HL Deb 26 March 1908 vol 186 cc1536-7
THE EARL OF ONSLOW

My Lords, on behalf of my noble friend Lord Clinton I beg to ask the President of the Board of Agriculture whether, in view of the recent outbreaks of foot-and-mouth disease, he has considered the question of prohibiting the importation into this country of hay and straw used for packing.

EARL CARRINGTON

My Lords, as regards this question, perhaps I may be permitted to recall the attention of the House to the outbreak of foot-and-mouth disease in Edinburgh in February last We were fortunate enough to stamp it out successfully, and it was discovered that the disease was introduced through some hay imported from Holland. The question was, ought hay and straw imported from infected countries to be prohibited, and, if so, to what extent? I looked up the precedents, and found that my predecessors in 1885 and 1892, and, I believe, in other years, decided that such action should not be taken.
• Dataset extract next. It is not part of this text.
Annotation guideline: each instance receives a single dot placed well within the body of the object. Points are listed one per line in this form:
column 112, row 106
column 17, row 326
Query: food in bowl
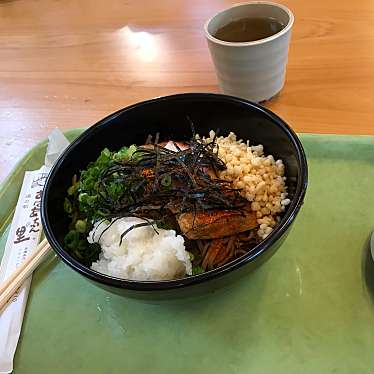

In another place some hon. Members, who really ought to know better, blamed me for not at once prohibiting the importation of hay and straw from infected countries. They said it only required a mere stroke of the pen, and ought to have been done at once. The present Government are entirely opposed to anything like panic legislation, and as the imports of hay and straw for fodder and litter alone amounted in 1906 to £400,000, I thought it was my duty to satisfy my colleagues that there was no undue proportion between the danger of infection and the loss of trade resulting from the prohibition of this hay and straw—that is to say that the premium for insurance must not be an unreasonable amount. This straw is not pressed straw. It is subject to light and air, which, I am informed on the best authority, is fatal to the preservation of the virus which produces infection, so that the risk of infection is, to say the least of it, problematical, and not sufficient to justify what would be a great disturbance in the trades concerned. I have done, and will do, all in my power to maintain the health of our live stock under proper conditions, but I am not prepared, and I absolutely decline, to be a party to any panic legislation or to harass persons connected with legitimate trades by restrictions which, in our opinion, are useless and uncalled for.